Even if the Committee decides the answer to that is yes, that's not to say whether the FDA will finally grant aducanumab approval for public use. A final decision from the Food and Drug Administration on that could also take some time, potentially waiting until 2021.
Trials of aducanumab have met with mixed results. The drug focuses on reducing amyloid beta, which Biogen says is implicated in the onset and development of Alzheimer's disease. While administration of the drug may not cure it, aducanumab could potentially "delay clinical decline in patients," the pharma company suggests.
Almost six million people in the US currently suffer from Alzheimer's disease, which typically manifests in symptoms of memory loss, a reduction in ability to carry out daily tasks and activities, and behavioral changes. As dementia continues to build, patients are left entirely dependent on their care-givers. Ultimately, it is fatal.
Exactly what causes – and can accelerate or slow – Alzheimer's is still the subject of considerable research. Biogen's strategy is to challenge the amyloid beta which is a precursor to so-called neurofibrillary tangles. These later bind to synapses in the brain, disrupting and then destroying them completely.
While there are existing therapies to treat Alzheimer's, aducanumab would – if approved – be the earliest to be applied. Intended to be administered during the earlier stages of disease, it could slow the progression of the neurofibrillary tangles. The evidence, however, hasn't been entirely conclusive.
A Phase 3 clinical trial was ended in early 2019, for example, with Biogen conceding that the drug was unlikely to reach its goals. A subsequent trial, however, proved more successful. Aducanumab, Biogen said, contributed to a significant reduction in clinical decline among Alzheimer's patients, "with robust and internally consistent results."

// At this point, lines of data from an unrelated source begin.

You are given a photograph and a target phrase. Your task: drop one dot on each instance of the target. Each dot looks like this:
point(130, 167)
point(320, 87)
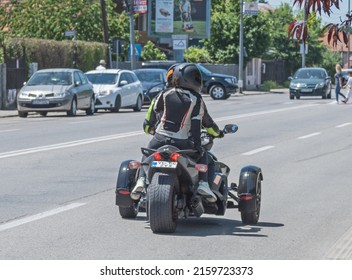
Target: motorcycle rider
point(183, 114)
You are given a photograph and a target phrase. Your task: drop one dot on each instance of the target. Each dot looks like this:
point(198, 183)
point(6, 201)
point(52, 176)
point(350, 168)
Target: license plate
point(306, 90)
point(40, 101)
point(164, 164)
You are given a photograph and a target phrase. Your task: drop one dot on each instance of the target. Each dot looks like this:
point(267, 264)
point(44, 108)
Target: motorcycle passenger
point(183, 111)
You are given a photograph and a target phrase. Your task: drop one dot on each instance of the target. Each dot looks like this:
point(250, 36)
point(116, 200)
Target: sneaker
point(138, 188)
point(204, 190)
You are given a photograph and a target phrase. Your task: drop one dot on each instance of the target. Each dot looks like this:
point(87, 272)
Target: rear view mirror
point(230, 128)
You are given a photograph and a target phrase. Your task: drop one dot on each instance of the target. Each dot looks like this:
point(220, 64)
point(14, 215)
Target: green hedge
point(57, 54)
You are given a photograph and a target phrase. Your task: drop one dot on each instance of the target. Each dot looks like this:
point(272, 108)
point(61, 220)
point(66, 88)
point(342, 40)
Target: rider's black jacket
point(170, 98)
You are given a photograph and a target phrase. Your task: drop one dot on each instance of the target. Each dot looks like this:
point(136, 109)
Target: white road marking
point(39, 216)
point(262, 113)
point(258, 150)
point(342, 249)
point(309, 135)
point(8, 130)
point(343, 125)
point(68, 144)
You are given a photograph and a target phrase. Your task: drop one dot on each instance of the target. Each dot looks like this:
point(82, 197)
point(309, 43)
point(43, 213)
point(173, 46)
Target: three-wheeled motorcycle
point(172, 180)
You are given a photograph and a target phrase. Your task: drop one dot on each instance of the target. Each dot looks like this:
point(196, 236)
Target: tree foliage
point(223, 45)
point(336, 32)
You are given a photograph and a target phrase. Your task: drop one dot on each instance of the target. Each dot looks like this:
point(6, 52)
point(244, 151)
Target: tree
point(336, 32)
point(223, 45)
point(196, 54)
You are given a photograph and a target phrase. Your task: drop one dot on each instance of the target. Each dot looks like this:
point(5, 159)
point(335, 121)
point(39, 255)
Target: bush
point(56, 54)
point(268, 85)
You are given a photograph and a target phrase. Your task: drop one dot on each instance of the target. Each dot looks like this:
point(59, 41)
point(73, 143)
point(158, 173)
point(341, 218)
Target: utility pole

It was followed by an application to the FDA for approval, but before that can be decided, today's Committee meeting must give their opinion. The FDA itself is under no obligation to accept that judgement, and indeed there are other concerns beyond the early indicators of some clinical efficacy. Skeptics point to the limited pool of testing as one issue, along with the overall cost of the proposed treatment regimen.
Biogen hasn't said exactly how much it would expect aducanumab to cost for public use, though estimates pegging the drug in the thousands of dollars or more aren't unbelievable. Combined with the intended early prescribing, that could be an obligation too far for either the FDA or insurers to stomach.